Jewlarious Jokes 8/12/2022

A young woman brings home her fiance to meet her parents. After dinner, her mother tells her father to find out about the young man. The father invites the fiance to his study for a drink.

“So what are your plans?” the father asks the young man.

“I am a Torah scholar,” he replies.

“A Torah scholar. Hmmm,” the father says. “Admirable, but what will you do to provide a nice house for my daughter to live in, as she’s accustomed to?”

“I will study,” the young man replies, “and G-d will provide for us.”

“And how will you buy her a beautiful engagement ring, such as she deserves?” asks the father.

“I will concentrate on my studies,” the young man replies. “G-d will provide for us.”

“And children?” asks the father. “How will you support the children?”

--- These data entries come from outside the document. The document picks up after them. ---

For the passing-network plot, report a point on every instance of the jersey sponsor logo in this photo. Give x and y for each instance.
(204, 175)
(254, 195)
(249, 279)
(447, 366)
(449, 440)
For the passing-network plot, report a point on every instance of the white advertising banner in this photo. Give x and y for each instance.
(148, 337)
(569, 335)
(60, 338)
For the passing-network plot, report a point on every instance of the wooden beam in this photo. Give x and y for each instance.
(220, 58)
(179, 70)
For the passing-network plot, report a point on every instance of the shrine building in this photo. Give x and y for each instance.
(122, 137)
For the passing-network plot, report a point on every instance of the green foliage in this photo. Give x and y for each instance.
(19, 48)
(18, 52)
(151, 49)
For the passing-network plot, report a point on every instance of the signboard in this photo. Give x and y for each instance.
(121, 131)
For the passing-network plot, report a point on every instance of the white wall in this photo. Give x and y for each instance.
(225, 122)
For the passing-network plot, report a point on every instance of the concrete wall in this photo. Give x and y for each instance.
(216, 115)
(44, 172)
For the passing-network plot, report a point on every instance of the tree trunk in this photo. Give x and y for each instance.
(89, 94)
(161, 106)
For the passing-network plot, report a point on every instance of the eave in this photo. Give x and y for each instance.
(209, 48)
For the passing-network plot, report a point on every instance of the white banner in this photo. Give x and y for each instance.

“Don’t worry, sir. G-d will provide,” replies the fiance.

The conversation proceeds like this, and each time the father questions, the young idealist insists that G-d will provide.

Later that evening the mother asks, “How did it go, Honey?”

The father answers, “He has no job and no plans, but the good news is he thinks I’m G-d.”

***

Rachel did a lot of travelling for her business, so she flew often. Flying made her very, very nervous, so she always took her Siddur along so she could read the traveller’s prayer. It helped her relax.

One time, she was sitting next to a sceptical man. When he saw her pull out her Siddur, he gave a little chuckle and smirk and went back to what he was doing. After awhile, he turned to her and asked, “You don’t really believe all that stuff in there?”

Rachel replied, “Of course!”

He said, “Well, what about that guy that was swallowed by that whale?”

“Oh, Yonah,” responded Rachel.

“Yes, how do you suppose he survived all that time inside the whale?”

Rachel, “Well, I don’t really know. I guess when I get to Heaven, I will ask him.”

“Well what if he isn’t there?” the man asked sarcastically.

“Then you can ask him,” replied Rachel.

***

Mr Steen was brought to Mercy Hospital and taken quickly in for coronary surgery. The operation went well and as the groggy man regained consciousness, he was reassured by the doctor who was waiting by his bed.

“You’re going to be just fine, Mr Steen,” the doctor said.

The doctor was joined by a nurse who said, “We do need to know, however, how you intend to pay for your stay here. Are you covered by insurance?”

Mr Steen said, “No, I’m not,” in a whisper.

“Then can you pay in cash?” the nurse persisted.

“I’m afraid I cannot.”

“Well, do you have any close relatives?” the nurse questioned sternly.

“Just my sister in New York,” he volunteered. “But she converted to.. she’s a nun… in fact a real spinster.”

“Oh, I must correct you, Mr Steen. Nuns are not spinsters—they are married to G-d.”

“Wonderful, wonderful,” Mr Steen. “In that case, please send my bill to my brother-in-law.”